TLM is associated with lower morbidity than open surgery and the functional results with respect to swallowing function and voice are optimal, when TLM is used as single modality. The need for postoperative adjuvant radiotherapy or chemoradiotherapy increases morbidity. Adjuvant radiotherapy is not indicated for patients with complete removal of the primary cancer and histopathologically cancer-free cervical lymph nodes.

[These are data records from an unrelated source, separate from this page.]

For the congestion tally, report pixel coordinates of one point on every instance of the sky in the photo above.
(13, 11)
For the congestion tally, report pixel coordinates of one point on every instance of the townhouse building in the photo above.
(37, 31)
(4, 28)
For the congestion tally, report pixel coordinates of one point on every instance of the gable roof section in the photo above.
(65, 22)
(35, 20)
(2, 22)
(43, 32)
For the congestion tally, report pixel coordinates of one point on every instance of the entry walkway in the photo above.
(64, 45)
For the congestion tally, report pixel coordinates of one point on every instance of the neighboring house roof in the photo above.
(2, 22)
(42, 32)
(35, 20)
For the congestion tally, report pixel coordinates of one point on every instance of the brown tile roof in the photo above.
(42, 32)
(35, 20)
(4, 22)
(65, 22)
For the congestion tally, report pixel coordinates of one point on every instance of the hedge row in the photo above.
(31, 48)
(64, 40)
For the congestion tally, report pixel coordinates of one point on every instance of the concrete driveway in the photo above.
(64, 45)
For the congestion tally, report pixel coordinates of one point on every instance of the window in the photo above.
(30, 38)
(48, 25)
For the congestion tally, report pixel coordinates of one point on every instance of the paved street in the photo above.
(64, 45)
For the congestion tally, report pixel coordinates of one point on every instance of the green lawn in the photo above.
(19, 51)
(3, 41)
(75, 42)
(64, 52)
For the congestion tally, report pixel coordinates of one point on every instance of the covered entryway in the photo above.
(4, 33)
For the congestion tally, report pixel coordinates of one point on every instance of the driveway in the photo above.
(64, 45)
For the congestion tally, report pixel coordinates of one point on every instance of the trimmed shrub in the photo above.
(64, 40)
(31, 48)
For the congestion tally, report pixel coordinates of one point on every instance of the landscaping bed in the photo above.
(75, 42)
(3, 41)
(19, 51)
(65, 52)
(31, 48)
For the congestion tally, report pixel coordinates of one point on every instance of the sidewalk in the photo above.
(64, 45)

Adjuvant (chemo)radiotherapy is indicated for patients in whom microscopic residual cancer is assumed to be present at the primary site (R1 resection), in patients with more than one lymph node positive for cancer and in patients with lymph node metastases having extracapsular spread. 12 , 13 Whether postoperative radiotherapy after open-neck SGL and TLM has an adverse effect on laryngeal function is controversial. We did not see that patients receiving postoperative radiotherapy with maximum doses of 60 Gy to the larynx were more likely to need lifelong gastrostomy tube feeding or were more likely to develop airway obstruction due to persisting laryngeal edema.